Response

I thought the readings were eye-opening, fascinating, and yet complex. I always thought games and play was something that did not need a thought process. However, after reading these articles I realize that I am wrong. I enjoyed the Miguel Sicart piece, Play Matters, because I love his honesty about play, games, and sports. I love how he describes how play can be and is dangerous. “It can be hurting, damaging, antisocial, corrupting…” additionally, “it can be addicting and destructive and may lead to different types of harm physical injuries, lost friendships, emotional breakdowns.” To me, this is how I always view play and games, that they are violent in both a physical and mental sense. Additionally, dehumanizing. Why I have this view of sports and play is because I grew up in a small town where sports/play were more important than education. The football, volleyball, basketball, golf, and even the track and field players got everything they wanted. While, we were reading history textbooks that stopped at the beginning of Reagan, and their was never enough money for new English books or Spanish books. Gym/PE was hell on earth, because I was in the class with all the athletes. I was teased and picked on for ten years, the best day of my life was when I never had to take Gym ever again. I thought I would never have to deal with sports ever again, and then I got accepted and went to a university where sports are life….. Awesome..

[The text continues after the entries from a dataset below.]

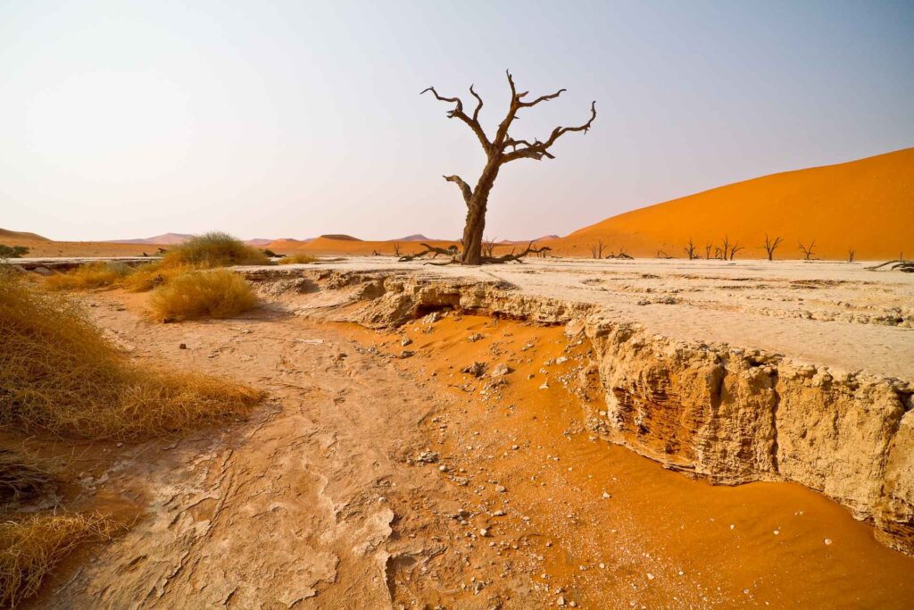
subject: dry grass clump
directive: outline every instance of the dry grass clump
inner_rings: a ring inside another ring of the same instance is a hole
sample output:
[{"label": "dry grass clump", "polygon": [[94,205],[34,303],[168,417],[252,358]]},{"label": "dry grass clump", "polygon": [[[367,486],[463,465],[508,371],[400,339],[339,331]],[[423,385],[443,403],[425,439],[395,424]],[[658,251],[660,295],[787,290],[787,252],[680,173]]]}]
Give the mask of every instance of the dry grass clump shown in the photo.
[{"label": "dry grass clump", "polygon": [[266,254],[228,233],[213,231],[193,237],[174,247],[163,258],[162,267],[227,267],[270,264]]},{"label": "dry grass clump", "polygon": [[161,262],[154,262],[153,264],[143,265],[133,273],[128,275],[124,278],[122,285],[132,293],[145,293],[168,284],[178,275],[197,269],[199,269],[199,267],[189,264],[165,266]]},{"label": "dry grass clump", "polygon": [[156,317],[169,322],[231,317],[256,304],[250,284],[226,269],[182,273],[156,288],[149,299]]},{"label": "dry grass clump", "polygon": [[105,518],[31,515],[0,523],[0,607],[34,595],[41,581],[77,545],[107,540],[114,526]]},{"label": "dry grass clump", "polygon": [[0,449],[0,511],[37,498],[54,486],[50,463],[10,449]]},{"label": "dry grass clump", "polygon": [[309,254],[292,254],[280,259],[280,264],[305,264],[308,262],[317,262],[317,258]]},{"label": "dry grass clump", "polygon": [[0,425],[86,438],[165,435],[237,419],[260,397],[239,383],[137,366],[77,305],[0,273]]},{"label": "dry grass clump", "polygon": [[50,275],[45,279],[45,285],[52,290],[101,288],[120,282],[133,271],[123,262],[93,262],[66,273]]}]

Anyway, all the readings opened my eyes to the possibility that sports are not as simple as I think they are. I like how Sicart views sports as both creating and destroying, and we as the player or even the viewer have this control over it. That if we just be aware what sports does to us, we can change the outcome. It seems like sports, play, games have this Shiva like quality to them, that I never realize that it had before. Or I just read this piece totally wrong.However, I just like the idea of sports being complex and even emotional because it just makes it real and even human.